Pendant que les Tunisiens s'interrogent sur leur président, et pendant qu'Américains et Européens parlent des risques d'effondrement de l'économie tunisienne, l'Etat continue à subir la vacance de plusieurs postes importants. Suite à des limogeages sans remplacements ou à des fins de missions, le président de la République et/ou la cheffe du gouvernement n'ont toujours pas jugé utile de pourvoir ces postes. Voici une liste non exhaustive de ces postes : Présidence de la République : pas de directeur de la communication depuis octobre 2020 et pas de chef de cabinet depuis janvier 2022. Gouvernement : pas de ministre de l'Emploi et de la formation professionnelle depuis février 2023 ni de secrétaire général du gouvernement, ni porte-parole du gouvernement. Ministère des Affaires étrangères : pas d'ambassadeur à Rome, Pékin, Qatar, Ankara et autres depuis des mois. Un nombre indéterminé de consulats sont sans consul depuis des mois. Cour des comptes : sans président Conseil de la concurrence : sans président Conseil supérieur des droits de l'Homme : sans président Instance nationale de lutte contre la corruption : sans président et l'instance est fermée avec un personnel laissé sans revenu Gouvernorats : Béja, Gabès, Le Kef, Tunis et Sfax sont sans gouverneur Mairies : 100% des maires élus ont été limogés le 9 mars courant avec dissolution des conseils municipaux. Institutions publiques : pas de PDG ou de directeur à l'Institut national de météorologie, de l'Etap, de la Maison du livre, de l'Institut national du patrimoine et de la Bibliothèque nationale. Commission nationale de conciliation pénale : sans président
Cette liste est, rappelons-le, loin d'être exhaustive, mais elle montre à elle seule comment l'Etat est mal géré. Le pouvoir putschiste a du mal à trouver les bonnes personnes pour pourvoir ces postes. Plusieurs raisons expliquent cette difficulté. La première d'entre elles est que le président de la République tient à nommer des gens qui lui sont loyaux et convaincus par son projet.

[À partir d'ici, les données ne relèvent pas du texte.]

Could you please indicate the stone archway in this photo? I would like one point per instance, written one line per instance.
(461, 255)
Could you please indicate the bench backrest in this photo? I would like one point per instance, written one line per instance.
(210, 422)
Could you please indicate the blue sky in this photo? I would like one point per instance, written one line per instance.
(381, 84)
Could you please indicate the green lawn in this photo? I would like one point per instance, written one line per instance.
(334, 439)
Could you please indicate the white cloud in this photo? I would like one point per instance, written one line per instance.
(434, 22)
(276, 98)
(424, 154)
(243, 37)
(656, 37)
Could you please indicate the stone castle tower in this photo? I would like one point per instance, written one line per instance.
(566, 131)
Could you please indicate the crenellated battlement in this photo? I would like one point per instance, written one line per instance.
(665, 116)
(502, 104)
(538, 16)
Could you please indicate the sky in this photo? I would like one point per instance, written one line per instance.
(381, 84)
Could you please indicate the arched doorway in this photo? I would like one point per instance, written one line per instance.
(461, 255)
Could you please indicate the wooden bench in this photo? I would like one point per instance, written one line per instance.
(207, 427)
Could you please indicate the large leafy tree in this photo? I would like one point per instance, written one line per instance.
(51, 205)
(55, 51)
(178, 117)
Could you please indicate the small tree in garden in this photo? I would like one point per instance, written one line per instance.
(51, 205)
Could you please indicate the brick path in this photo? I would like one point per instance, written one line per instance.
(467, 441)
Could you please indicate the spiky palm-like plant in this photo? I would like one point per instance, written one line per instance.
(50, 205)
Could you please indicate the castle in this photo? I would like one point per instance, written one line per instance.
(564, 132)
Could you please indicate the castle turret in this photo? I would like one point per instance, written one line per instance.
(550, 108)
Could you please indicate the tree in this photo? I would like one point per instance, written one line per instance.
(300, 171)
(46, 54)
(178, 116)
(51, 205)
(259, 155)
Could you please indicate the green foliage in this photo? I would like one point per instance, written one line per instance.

Il est carrément prêt à nommer des gens sans compétences connues et sans expérience aucune, l'essentiel est qu'ils lui soient loyaux. On l'a déjà vu avec la nomination du gouverneur de Ben Arous. Avec un carnet d'adresses des plus faibles, sans parti derrière, le président de la République trouve donc du mal à nommer des personnes fiables. L'autre difficulté est que les candidats ne se bousculent pas et ce pour plusieurs raisons. Kaïs Saïed s'est accaparé les pleins pouvoirs à la faveur d'un putsch et s'est assis sur la constitution. Les personnes compétentes ne veulent pas être assimilées à un tel pouvoir. Autre difficulté, le projet du président ne réussit pas à convaincre les personnes compétentes puisque son modèle est à la fois archaïque et anachronique. D'ailleurs, le président rejette les candidatures des personnes qui ont une vision économique libérale et moderne. À tout cela s'ajoute un déficit de confiance. Le président a limogé ses plus proches collaborateurs d'une manière humiliante, il a instrumentalisé la justice, il a assigné à résidence plusieurs hauts responsables et en a accusé d'autres de complot contre l'Etat. Tout cela n'encourage guère à postuler pour un poste de responsabilité en cette période. Et, pour finir, il est bon de rappeler que les postes de hauts fonctionnaires n'ont plus la même attractivité qu'avant. Ils sont nettement moins payés que le privé et ils exposent leur titulaire à plusieurs risques allant des innombrables injures et invectives sur les réseaux sociaux jusqu'aux poursuites judiciaires si jamais le président de la République soupçonne quoi que ce soit, même si le soupçon est infondé et soit une véritable intox. Résultat des courses, les pays frères et amis ont beau avertir les autorités tunisiennes des risques d'effondrement, le fait est là : Kaïs Saïed est totalement absent, aux sens propre et figuré.